Bidnija, MaltaOctober 16, 2017

On October 16, 2017, Daphne Caruana Galizia — Malta's most prominent investigative journalist and the author of the blog "Running Commentary," which relentlessly exposed corruption at the highest levels of the Maltese government — was killed by a car bomb outside her home in Bidnija, Malta. She was fifty-three years old. The explosion occurred as she drove away from her house; she died immediately. Caruana Galizia had been investigating extensive corruption networks linking Maltese politicians, businesspeople, and government officials, and had received numerous threats throughout her career. At the time of her death, she was facing over forty civil defamation suits filed by the subjects of her reporting.

Maltese and international investigators eventually arrested three men — Alfred Degiorgio, George Degiorgio, and Vincent Muscat — who had placed and detonated the bomb. All three eventually cooperated with authorities and were convicted. But the investigators' crucial breakthrough came when self-made businessman Yorgen Fenech was arrested in November 2019 while attempting to flee Malta on his yacht. Fenech, who owned major energy interests and was connected to a secret company implicated in Caruana Galizia's corruption investigations, was charged with being the mastermind of the assassination. He sought presidential pardon in exchange for information about an alleged government minister and former chief of staff who he claimed had also been involved.

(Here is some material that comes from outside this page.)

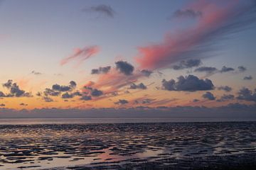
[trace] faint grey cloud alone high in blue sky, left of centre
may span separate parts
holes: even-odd
[[[107,6],[105,4],[100,4],[97,6],[90,6],[90,8],[83,8],[82,11],[100,13],[100,14],[110,17],[110,18],[113,18],[114,14],[115,14],[113,8],[111,6]]]

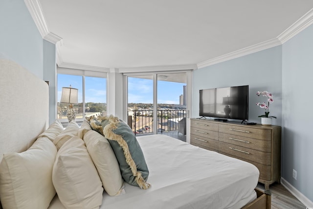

The investigation opened an extraordinary window into Maltese political corruption. Fenech's claims implicated former Prime Minister Joseph Muscat's chief of staff Keith Schembri and former Tourism Minister Konrad Mizzi — both of whom had been central subjects of Caruana Galizia's reporting. While Schembri and Mizzi were never convicted, the political fallout was enormous: Prime Minister Muscat resigned in January 2020 amid the scandal. A public inquiry released in 2021 found that the Maltese state bore responsibility for creating an environment of impunity that made Caruana Galizia's murder possible.

Daphne Caruana Galizia's assassination sent shockwaves through the European Union, triggering questions about rule-of-law standards in a member state. Her memorial — a spontaneous shrine in Valletta's Great Siege Square that her family maintained for years over government objections — became a symbol of press freedom globally. The European Parliament named its award for investigative journalism in her honor. Her case remains a defining example of a journalist murdered for exposing inconvenient truths about those in power, and of the systemic failures that allow such impunity to flourish.